David Adler is a veteran media entrepreneur and cultural convener reshaping how the world thinks about gatherings. As Curator in Chief of GatheringPoint.news, he leads a high-level editorial initiative that explores the business, psychology, and cultural power of event organizing. From boardrooms to backstages, Adler focuses on the strategies, structures, and storytellers driving the convergence of commerce, culture, and connection.

He is the founder of BizBash, launched 25 years ago, which became the definitive media brand for the event and experience industry—helping professionalize a sector that now drives influence across marketing, politics, tech, and pop culture. Before that, Adler launched Washington Dossier, the original society magazine of D.C., and later authored Harnessing Serendipity, a blueprint for designing collaborative strategy in a fragmented world.

Adler is also a partner in the Adler Entertainment Trust, which owns the rights to The War of the Roses and 50 other novels by his late father, celebrated author Warren Adler. In August 2025, the Trust partnered with Disney to release The Roses—a global reimagining of the classic dark comedy starring Benedict Cumberbatch and Olivia Colman. The release marked the beginning of a sweeping revival of the Adler literary canon, with more than 20 additional projects currently in development across film, television, and stage.

A deep believer in the evolving power of events, Adler champions the idea that it’s no longer just the moment that matters—but the extension of the event through social media, shared narrative, and digital amplification. In today’s world, he argues, events are not just activations—they are scalable stories that drive culture, commerce, and community far beyond the physical gathering.

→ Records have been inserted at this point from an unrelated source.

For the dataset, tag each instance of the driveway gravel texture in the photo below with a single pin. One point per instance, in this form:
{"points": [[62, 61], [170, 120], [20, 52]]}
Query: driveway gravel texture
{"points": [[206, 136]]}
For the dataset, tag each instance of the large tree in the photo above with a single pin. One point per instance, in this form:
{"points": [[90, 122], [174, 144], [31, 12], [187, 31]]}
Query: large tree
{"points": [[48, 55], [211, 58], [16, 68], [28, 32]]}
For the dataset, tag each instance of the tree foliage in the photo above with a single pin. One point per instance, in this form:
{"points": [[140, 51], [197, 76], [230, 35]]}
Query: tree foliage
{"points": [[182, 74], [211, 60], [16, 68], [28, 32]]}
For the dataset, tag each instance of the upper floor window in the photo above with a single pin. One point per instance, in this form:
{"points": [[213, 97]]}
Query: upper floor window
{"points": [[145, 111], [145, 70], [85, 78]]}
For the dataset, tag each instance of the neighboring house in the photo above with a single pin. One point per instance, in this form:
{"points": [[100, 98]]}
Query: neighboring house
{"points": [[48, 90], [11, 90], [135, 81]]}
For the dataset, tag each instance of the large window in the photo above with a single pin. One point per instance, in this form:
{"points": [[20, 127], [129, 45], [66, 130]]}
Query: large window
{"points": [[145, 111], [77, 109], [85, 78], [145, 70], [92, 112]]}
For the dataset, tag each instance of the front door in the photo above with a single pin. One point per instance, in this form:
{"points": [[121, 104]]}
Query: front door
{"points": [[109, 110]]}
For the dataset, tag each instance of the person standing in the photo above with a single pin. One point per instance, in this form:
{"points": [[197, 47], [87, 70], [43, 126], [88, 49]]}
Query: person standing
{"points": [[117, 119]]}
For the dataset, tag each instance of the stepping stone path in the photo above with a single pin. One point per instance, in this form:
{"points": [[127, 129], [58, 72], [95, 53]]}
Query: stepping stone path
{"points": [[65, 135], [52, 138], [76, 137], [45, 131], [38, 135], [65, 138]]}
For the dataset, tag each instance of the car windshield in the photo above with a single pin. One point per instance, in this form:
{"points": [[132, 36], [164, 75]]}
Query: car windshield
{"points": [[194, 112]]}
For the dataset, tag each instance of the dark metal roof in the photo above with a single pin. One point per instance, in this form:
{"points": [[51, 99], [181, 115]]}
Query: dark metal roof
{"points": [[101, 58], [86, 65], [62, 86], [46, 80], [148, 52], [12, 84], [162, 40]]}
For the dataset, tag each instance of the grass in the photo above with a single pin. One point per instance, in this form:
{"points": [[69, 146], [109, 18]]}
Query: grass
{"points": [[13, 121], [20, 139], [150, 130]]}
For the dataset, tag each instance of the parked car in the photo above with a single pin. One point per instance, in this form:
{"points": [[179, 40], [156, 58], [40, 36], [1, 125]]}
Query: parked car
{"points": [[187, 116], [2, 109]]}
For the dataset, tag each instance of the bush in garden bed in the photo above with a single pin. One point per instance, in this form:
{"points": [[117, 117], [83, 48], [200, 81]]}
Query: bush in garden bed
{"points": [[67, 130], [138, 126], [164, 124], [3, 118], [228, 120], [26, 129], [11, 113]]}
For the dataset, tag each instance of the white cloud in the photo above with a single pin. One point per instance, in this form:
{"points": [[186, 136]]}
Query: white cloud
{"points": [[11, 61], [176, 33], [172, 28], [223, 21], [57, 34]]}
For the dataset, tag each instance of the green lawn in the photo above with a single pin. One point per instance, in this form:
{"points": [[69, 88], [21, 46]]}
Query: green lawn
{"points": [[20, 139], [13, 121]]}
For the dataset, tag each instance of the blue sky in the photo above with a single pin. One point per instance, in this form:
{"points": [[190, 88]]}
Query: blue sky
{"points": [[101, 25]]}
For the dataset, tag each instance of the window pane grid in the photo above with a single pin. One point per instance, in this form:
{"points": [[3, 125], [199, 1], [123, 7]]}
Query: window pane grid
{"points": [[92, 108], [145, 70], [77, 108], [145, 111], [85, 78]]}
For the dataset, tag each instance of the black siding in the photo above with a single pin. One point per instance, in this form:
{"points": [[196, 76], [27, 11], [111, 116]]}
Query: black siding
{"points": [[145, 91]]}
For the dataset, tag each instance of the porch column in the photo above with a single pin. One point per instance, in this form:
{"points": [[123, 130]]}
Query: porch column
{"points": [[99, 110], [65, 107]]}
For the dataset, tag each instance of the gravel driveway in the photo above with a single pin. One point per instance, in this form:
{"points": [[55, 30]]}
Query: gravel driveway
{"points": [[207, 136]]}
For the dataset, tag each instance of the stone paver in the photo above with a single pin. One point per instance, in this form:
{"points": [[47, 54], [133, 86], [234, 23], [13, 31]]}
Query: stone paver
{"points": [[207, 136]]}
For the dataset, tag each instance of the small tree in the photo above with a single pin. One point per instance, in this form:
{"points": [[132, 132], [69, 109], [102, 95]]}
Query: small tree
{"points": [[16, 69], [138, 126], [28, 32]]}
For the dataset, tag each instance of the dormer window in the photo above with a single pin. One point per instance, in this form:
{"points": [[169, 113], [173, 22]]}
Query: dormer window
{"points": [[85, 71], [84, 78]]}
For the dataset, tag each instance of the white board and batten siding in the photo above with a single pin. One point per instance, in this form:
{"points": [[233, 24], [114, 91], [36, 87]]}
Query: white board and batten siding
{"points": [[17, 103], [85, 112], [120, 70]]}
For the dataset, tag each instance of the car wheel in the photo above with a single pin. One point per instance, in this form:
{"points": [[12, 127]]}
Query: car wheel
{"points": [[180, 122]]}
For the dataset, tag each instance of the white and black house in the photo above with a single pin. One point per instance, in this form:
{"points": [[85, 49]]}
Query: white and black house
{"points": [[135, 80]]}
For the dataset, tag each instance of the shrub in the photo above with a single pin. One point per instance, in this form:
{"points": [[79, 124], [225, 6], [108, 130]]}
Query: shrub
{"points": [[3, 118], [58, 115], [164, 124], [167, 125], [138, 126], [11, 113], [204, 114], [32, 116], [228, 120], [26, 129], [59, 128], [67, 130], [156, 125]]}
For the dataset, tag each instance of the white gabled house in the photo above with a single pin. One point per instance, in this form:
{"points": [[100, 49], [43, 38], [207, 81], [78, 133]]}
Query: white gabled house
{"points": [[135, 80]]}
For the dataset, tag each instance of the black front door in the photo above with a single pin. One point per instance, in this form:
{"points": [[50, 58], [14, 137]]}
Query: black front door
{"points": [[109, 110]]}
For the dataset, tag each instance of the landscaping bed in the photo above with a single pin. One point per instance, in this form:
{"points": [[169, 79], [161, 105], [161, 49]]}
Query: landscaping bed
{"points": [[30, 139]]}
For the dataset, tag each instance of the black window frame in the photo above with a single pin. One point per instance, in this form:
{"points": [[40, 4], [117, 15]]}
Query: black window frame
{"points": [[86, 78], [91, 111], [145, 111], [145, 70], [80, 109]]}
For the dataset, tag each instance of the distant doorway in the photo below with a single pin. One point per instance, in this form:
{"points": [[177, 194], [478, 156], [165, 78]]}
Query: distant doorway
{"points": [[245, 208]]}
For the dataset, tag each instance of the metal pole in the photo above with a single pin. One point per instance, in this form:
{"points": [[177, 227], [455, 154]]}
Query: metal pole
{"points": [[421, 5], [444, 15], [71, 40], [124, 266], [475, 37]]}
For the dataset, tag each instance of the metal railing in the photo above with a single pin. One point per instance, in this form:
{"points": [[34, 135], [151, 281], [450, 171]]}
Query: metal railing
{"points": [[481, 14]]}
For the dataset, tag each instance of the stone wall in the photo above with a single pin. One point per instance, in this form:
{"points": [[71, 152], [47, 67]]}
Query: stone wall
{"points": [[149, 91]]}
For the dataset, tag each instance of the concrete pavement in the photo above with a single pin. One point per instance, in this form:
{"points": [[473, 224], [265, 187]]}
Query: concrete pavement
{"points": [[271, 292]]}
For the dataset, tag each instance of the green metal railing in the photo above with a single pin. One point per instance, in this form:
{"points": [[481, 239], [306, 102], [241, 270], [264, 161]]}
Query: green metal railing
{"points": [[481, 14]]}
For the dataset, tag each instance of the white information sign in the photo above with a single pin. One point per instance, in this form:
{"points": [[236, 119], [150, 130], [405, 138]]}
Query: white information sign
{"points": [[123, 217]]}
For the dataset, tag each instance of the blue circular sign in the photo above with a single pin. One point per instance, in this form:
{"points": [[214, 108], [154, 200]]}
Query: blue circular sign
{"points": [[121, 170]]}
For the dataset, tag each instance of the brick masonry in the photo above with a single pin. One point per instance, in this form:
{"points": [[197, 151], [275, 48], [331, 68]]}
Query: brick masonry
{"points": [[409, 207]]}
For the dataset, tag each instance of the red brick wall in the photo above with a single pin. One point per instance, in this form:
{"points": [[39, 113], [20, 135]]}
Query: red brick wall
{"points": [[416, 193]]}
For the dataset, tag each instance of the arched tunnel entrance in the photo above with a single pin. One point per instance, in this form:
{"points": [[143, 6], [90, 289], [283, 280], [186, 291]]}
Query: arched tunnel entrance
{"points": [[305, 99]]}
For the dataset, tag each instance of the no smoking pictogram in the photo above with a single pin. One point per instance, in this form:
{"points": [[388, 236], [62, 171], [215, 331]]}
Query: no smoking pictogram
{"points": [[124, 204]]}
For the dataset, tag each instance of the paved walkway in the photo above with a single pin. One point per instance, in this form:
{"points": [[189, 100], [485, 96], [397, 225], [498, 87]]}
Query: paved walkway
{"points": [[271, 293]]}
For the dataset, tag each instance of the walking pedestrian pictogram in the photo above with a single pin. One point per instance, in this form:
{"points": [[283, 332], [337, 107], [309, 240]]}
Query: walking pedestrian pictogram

Across all his ventures—editorial, experiential, and entrepreneurial—Adler is building a global conversation about how events shape identity and drive behavior. From cognitive science to crowd psychology, from the “emotional load-in” to the afterglow of memory, he’s reframing events not as logistics, but as cultural infrastructure. His work consistently challenges event professionals to think bigger, design smarter, and convene with purpose.